2.1. Da nulidade da sentença por ausência de citação dos responsáveis pelo partido

A questão inicial é a preliminar de nulidade do feito, arguida pelo d. Procurador Regional Eleitoral, por falta de inclusão dos responsáveis partidários no feito.

Após alguns debates, esta Corte tem se posicionado pelo acolhimento da referida prefacial, alinhando-se aos julgados do e. Tribunal Superior Eleitoral.

Isso porque o TSE tem decidido pelo provimento do apelo, determinando o retorno dos autos à Zona Eleitoral de origem para a inclusão e citação dos responsáveis partidários nos processos de contas de diretórios municipais:

A partir da minirreforma eleitoral, a prestação de contas dos partidos passou a ter caráter jurisdicional, não havendo, à época, grandes alterações quanto ao procedimento adotado por esta Corte nas respectivas ações.

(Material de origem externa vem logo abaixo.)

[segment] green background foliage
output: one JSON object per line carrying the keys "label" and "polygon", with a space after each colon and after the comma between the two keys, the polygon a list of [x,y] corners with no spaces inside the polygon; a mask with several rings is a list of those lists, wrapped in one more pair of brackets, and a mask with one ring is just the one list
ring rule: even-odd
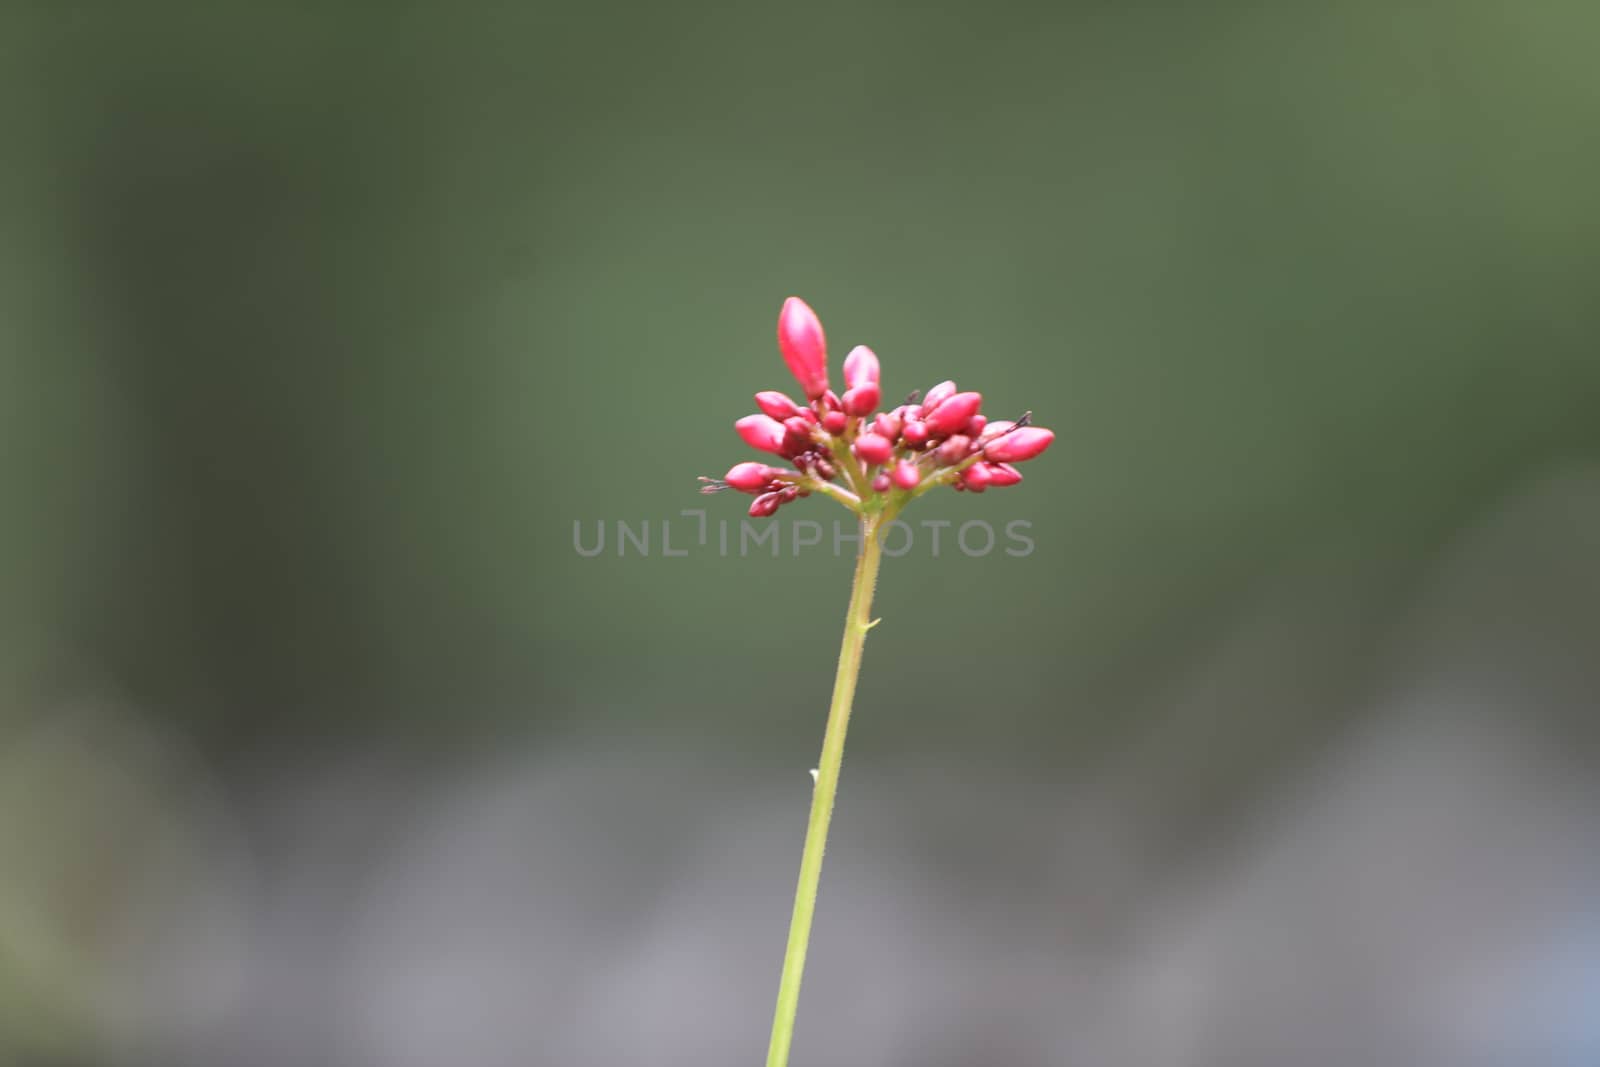
{"label": "green background foliage", "polygon": [[847,560],[571,548],[743,458],[789,293],[1061,434],[911,516],[1039,547],[887,569],[863,751],[1061,758],[1596,443],[1586,5],[14,14],[8,644],[207,733],[810,737]]}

A inovação ocorreu em 2014 quando esta Corte editou a Res.-TSE nº 23.432, de 16 de dezembro de 2014, culminando, em 2015, com a edição da Res.-TSE nº 23.464, de 17 de dezembro de 2015, na qual ora se discute a obrigatoriedade da citação do responsável partidário para integrar os feitos de prestação de contas.

Tal análise deve-se, principalmente, em face do idêntico dispositivo transitório contido nos atos regulamentares que preconiza que "as disposições processuais previstas nesta resolução [Res.-TSE nº 23.432 e Res.-TSE nº 23.464] devem ser aplicadas aos processos de prestação de contas relativos aos exercícios de 2009 e seguintes que ainda não tenham sido julgados"(2) - grifei.

Desse modo, vê-se que a citação dos responsáveis partidários é regra eminentemente processual cuja função é de convocar o sujeito a juízo(3), bem como cientificar o teor da demanda, razão pela qual sua aplicação é imediata.

Denota-se que, a partir das aludidas resoluções e da alteração legislativa advinda com a Lei nº 13.165/2015, a regra processual estabelecida para os processos de prestação de contas é a da obrigatoriedade da citação dos dirigentes da grei partidária, inclusive para fins de eventual responsabilização, na esteira do art. 34, I(4), c. c. o art. 37, § 13(5), ambos da Lei nº 9.096/95.

Nesse sentido estão as decisões monocráticas prolatadas no AI nº 115-08/RS, no REspe nº 89-10/RS e, conforme ementa a seguir, no REspe n° 112-53/RS, de relatoria do Min. Herman Benjamin:

RECURSO ESPECIAL. PARTIDO POLÍTICO. CONTAS DE EXERCÍCIO FINANCEIRO DE 2014. INCLUSÃO DE DIRIGENTE PARTIDÁRIO. ART. 31 DA RES.-TSE 23.464/2015. MATÉRIA PROCESSUAL. APLICABILIDADE IMEDIATA. PROVIMENTO.

1. O pronunciamento jurisdicional que exclui da lide os responsáveis pela administração financeira do partido põe fim ao vínculo processual no que toca a esses sujeitos, de modo que seu conteúdo possui caráter de sentença, recorrível, portanto, desde logo.

2. A regra prevista no art. 31 da Res.-TSE 23.464/2015 - exigência de citação de dirigentes partidários - possui natureza formal e aplica-se a processos de contas relativos aos exercícios de 2009 e seguintes que ainda não tenham sido julgados, a teor do art. 65, § 1º.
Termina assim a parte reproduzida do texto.